Year after year, hundreds of migrants are dying while trying to cross the deserts in the southwestern United States. The advocacy group Humane Borders and the Medical Examiner’s Office in Pima County, Arizona, have documented at least 222 migrant deaths along the US/Mexico border in 2021, including 43 deaths in June alone. Even though much federal legislation since 2000 has addressed immigration reform and border enforcement, most of those bills did not mention the issue of migrant deaths. Sadly, there are no legal directives for Customs and Border Protection officials to compile information on migrant deaths, like causes of death, locations and demographics.

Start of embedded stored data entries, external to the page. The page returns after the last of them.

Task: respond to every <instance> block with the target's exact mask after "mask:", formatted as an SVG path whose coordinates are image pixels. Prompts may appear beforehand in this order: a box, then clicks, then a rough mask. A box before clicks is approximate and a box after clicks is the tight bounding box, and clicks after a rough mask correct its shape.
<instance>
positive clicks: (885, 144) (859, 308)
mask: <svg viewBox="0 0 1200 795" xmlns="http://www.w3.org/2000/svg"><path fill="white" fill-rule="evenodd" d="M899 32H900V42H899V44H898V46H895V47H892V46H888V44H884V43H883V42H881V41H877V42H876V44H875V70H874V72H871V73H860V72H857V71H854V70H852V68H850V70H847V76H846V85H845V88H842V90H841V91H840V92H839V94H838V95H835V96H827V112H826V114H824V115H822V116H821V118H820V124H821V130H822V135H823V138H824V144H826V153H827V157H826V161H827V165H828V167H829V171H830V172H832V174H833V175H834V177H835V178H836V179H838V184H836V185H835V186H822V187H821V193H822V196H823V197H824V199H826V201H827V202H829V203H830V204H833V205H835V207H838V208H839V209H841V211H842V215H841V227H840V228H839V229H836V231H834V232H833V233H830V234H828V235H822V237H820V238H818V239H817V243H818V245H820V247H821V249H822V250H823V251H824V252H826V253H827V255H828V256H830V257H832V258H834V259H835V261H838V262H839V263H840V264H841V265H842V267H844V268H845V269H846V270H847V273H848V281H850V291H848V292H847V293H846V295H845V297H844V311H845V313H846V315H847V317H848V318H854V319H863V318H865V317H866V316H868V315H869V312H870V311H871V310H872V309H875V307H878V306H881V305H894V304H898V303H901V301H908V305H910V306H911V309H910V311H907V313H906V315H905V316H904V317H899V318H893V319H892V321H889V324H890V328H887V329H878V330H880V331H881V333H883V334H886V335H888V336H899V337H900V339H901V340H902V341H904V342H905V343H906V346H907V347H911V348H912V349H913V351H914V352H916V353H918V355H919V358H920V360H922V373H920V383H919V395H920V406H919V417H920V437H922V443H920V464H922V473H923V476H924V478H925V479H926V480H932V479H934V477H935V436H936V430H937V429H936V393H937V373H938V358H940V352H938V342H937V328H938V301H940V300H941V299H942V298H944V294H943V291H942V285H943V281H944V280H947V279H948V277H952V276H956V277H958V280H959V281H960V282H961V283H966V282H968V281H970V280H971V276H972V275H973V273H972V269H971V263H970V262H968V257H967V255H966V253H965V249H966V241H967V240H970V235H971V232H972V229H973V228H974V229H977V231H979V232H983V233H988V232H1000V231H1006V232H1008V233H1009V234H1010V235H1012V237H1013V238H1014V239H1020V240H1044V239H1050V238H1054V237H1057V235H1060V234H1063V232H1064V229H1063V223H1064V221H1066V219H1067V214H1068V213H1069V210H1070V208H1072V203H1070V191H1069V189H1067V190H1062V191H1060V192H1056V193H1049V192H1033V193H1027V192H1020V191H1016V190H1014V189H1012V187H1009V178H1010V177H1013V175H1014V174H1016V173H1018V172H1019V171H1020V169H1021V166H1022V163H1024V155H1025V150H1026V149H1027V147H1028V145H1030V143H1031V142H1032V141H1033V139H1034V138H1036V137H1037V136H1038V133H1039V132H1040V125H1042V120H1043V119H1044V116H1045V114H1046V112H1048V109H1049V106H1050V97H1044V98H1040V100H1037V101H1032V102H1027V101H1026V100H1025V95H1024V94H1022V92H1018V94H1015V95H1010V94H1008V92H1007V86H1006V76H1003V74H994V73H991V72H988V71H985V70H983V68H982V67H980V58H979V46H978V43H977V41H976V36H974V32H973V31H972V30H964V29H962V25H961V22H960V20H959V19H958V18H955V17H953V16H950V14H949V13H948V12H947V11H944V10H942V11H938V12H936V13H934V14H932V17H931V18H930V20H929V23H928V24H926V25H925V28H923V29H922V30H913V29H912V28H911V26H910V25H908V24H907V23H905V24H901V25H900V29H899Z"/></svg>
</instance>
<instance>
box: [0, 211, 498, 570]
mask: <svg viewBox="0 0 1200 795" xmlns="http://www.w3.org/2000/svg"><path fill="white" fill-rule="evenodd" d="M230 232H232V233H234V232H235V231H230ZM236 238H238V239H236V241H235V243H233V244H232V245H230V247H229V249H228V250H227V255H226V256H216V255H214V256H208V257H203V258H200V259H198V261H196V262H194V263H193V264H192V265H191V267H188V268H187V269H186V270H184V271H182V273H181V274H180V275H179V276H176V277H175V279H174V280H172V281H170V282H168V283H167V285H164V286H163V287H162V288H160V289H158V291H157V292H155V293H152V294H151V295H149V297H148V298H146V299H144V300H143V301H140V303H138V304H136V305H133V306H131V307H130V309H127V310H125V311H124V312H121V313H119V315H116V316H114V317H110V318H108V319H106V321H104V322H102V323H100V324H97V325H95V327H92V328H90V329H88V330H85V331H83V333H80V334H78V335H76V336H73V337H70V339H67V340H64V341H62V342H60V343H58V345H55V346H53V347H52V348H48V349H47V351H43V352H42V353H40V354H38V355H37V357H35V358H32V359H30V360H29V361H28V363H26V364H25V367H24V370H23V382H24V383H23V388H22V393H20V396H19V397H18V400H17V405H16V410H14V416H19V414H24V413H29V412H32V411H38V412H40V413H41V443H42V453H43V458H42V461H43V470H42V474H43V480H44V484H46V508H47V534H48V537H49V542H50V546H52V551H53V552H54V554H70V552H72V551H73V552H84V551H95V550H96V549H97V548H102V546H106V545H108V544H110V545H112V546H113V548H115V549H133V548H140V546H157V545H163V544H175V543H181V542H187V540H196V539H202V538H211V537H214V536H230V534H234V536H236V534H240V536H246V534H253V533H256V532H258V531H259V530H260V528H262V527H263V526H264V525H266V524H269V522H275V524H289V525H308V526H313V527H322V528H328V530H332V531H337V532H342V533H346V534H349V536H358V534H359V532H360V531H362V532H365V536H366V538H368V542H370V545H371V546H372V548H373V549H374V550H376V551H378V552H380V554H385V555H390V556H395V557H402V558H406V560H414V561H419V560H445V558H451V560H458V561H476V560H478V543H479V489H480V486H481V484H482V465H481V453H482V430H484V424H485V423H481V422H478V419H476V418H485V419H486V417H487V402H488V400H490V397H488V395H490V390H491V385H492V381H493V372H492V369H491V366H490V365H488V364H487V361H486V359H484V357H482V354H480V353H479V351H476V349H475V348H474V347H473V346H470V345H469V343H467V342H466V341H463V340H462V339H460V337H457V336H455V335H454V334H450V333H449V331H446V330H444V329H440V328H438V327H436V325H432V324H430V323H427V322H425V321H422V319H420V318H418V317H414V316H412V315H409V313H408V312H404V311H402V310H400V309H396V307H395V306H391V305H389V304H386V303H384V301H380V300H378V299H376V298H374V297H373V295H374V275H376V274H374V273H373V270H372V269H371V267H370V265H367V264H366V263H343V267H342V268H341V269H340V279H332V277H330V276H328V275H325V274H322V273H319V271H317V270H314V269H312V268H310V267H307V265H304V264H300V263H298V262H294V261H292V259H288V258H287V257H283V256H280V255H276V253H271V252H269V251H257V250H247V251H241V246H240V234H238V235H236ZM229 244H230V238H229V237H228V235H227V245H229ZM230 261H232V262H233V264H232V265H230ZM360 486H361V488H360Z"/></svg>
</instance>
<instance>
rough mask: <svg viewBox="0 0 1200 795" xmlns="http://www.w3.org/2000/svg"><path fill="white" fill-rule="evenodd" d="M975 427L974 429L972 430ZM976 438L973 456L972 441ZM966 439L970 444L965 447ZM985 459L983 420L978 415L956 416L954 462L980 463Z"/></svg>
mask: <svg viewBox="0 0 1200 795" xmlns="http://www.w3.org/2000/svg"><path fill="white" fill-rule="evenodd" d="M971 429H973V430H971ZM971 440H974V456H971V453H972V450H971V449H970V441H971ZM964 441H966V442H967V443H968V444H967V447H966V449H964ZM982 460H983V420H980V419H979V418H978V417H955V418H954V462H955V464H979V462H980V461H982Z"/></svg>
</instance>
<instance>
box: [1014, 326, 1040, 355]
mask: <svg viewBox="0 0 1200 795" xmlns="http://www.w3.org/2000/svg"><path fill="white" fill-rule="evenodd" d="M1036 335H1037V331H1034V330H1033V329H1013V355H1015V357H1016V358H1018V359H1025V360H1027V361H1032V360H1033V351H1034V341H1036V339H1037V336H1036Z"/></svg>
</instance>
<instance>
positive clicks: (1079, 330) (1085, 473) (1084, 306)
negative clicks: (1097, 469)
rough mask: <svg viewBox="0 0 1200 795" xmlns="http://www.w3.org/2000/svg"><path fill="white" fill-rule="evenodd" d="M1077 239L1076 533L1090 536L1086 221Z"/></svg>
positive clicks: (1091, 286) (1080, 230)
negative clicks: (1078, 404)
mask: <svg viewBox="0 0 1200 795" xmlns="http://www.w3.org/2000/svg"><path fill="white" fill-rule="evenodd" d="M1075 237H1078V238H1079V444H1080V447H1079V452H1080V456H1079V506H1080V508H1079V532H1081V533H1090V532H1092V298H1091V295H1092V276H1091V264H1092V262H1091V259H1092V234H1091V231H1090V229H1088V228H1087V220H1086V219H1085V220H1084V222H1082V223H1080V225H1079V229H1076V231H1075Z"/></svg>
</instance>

Yet there are groups of people in Cochise County, Arizona, who acknowledge the migrants who have died and keep their memory. Every week in Douglas, Arizona, a vigil occurs on the street that leads into Mexico. Participants at the vigil hold up white crosses and proclaim aloud the name on each cross. The response is “Presente!”, bringing into the community the memory of people who have died. Also, a religious group places crosses in the desert as close as possible to where a person died. Before bodies were routinely sent to the Pima County Medical Examiner’s Office, the city of Douglas buried unidentified migrants in the city cemetery.
Please pray this prayer used at the graves of unidentified migrants at the cemetery:
O God, we pray for all the migrants who have died in the desert. Bless them with eternal life and comfort their families who mourn. Turn our hearts away from violence and the fear and hatred of strangers or foreigners, so that reconciliation and peace may reign on the border.